It was a beautiful day in the neighbourhood and a nice day for a park opening.
City officials, representatives from FortisBC and - most importantly - kids tried out Prince George's newest and most-inclusive playground at Duchess park Tuesday morning.
The playground was the brainchild of the city's advisory committee on accessibility, which for years has championed the building of a fully accessible play area for Prince George youth.
"In 2010, council approved the Prince George Accessible Advisory committee to explore the feasibility of developing an accessible playground that would include the components that are tailored to children that have physical, cognitive and sensory impairments," said Mayor Shari Green.
As it stands today, the park - which began construction at the beginning of August - features play structures with ramps to allow for wheelchairs and those with lower mobility access as well as musical features, a harness swing and turf instead of gravel or wood chips.
"We've got some great features here and we wouldn't have been able to do any of that without some financial contributions from some strong community supporters," Green said.
She thanked contributors Scotiabank, Northern Health Children First, Tire Stewardship of BC and accepted a cheque from Fortis BC for $25,000 for the project.

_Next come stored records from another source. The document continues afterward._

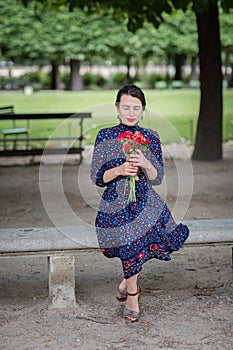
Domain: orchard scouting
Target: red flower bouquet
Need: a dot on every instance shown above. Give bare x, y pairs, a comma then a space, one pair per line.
130, 143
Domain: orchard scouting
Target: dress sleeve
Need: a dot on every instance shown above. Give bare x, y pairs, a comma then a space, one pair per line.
98, 166
155, 156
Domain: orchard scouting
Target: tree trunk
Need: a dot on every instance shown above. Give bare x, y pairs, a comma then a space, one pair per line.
208, 144
76, 83
193, 74
55, 77
179, 62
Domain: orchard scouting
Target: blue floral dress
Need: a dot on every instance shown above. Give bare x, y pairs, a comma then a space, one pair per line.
137, 231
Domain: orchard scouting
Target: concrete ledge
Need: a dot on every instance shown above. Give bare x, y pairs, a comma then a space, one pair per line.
60, 243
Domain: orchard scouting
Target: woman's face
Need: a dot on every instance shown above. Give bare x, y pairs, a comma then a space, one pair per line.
130, 110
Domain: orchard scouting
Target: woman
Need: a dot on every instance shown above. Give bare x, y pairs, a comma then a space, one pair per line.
140, 227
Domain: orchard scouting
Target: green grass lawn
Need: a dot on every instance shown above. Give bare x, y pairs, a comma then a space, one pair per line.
173, 113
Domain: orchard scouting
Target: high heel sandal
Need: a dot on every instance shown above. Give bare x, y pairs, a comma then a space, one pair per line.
121, 295
131, 315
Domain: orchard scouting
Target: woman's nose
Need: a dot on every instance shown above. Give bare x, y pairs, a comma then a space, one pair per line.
131, 112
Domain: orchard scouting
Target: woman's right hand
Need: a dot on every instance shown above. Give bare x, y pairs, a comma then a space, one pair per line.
128, 169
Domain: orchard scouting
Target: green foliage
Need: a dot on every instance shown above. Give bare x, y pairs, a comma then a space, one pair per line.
178, 107
93, 80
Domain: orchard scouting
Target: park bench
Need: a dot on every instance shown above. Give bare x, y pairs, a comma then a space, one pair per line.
60, 244
32, 151
15, 130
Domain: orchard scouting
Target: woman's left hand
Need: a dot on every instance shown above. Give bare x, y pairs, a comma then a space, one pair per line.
140, 160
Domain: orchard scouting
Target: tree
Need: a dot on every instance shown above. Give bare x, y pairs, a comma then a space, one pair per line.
208, 145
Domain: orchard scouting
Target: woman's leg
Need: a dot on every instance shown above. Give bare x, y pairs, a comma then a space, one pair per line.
123, 285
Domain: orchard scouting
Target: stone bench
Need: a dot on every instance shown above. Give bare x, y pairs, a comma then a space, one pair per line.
60, 244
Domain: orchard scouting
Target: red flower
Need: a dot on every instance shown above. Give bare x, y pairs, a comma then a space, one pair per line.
126, 147
130, 143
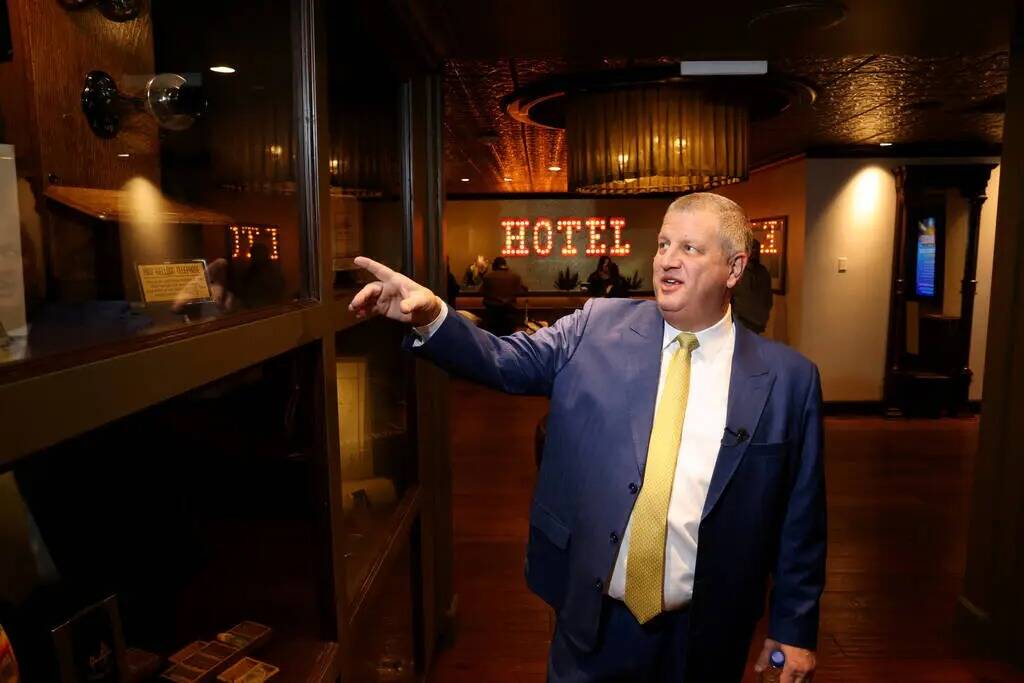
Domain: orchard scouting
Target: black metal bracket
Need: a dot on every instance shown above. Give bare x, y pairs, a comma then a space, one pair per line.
103, 104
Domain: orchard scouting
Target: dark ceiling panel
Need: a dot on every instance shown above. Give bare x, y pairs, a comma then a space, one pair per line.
594, 29
942, 101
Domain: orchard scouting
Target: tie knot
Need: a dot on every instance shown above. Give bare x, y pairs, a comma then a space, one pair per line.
687, 341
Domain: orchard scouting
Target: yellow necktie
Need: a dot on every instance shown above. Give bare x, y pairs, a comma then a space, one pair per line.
645, 564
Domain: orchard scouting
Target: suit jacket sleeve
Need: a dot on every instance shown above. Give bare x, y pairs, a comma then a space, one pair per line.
800, 569
517, 364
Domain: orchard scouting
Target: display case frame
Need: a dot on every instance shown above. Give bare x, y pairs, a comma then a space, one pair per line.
52, 398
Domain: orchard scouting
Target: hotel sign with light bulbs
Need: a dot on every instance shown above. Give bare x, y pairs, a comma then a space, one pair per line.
541, 241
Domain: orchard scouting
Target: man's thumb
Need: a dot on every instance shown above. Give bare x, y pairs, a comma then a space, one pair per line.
412, 302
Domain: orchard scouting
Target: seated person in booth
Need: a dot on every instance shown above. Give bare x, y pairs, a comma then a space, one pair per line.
752, 297
598, 281
500, 289
682, 466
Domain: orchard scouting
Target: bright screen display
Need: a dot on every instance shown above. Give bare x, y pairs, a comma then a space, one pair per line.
925, 281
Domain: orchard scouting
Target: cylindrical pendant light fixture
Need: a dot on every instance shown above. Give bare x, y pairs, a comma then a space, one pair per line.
655, 138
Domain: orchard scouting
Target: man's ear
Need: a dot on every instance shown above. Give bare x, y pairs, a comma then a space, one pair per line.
736, 266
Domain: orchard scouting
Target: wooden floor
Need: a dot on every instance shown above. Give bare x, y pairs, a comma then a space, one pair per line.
898, 494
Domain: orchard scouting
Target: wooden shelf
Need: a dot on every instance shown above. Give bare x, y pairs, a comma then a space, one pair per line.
109, 205
301, 660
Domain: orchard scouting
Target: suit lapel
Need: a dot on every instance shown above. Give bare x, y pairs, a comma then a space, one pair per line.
749, 387
642, 350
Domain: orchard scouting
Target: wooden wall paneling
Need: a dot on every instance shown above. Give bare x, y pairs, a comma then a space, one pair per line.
432, 384
17, 125
61, 47
64, 47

The city partnered with School District 57 and the province three years ago to transfer the lands behind the secondary school for a community park. Other recently completed components of the park include a fenced dog park and a mini bike skills park.
"It's a beautiful day and I'm happy to see kids are certainly enjoying themselves on the playground which is what it's all about," Green said.
Natasha Darling brought her 21-month-old son Parker to try out the park. The family moved to Prince George recently from Calgary. Darling said she was impressed with the play area.
"There's so much. I don't think he'll get bored easily," Darling said. "He can really grow with this park."
The mom was also impressed with the inclusive aspects and said it was important for kids to grow up understanding that anyone can do anything and that everyone wants to - and can - play.
Also on hand to promote the message of inclusivity was Nancy Harris, the northern B.C. co-ordinator of Let's Play - a program intended to help kids with mobility limitations become physically active. Harris brought a trailer full of sport wheelchairs so park visitors to take a spin through the park from a different perspective.
"We all know a senior, most of us know someone with a baby carriage or a toddler, we're all getting older and most of us do know somebody with a disability right now," Harris said. "Inclusive affects everybody."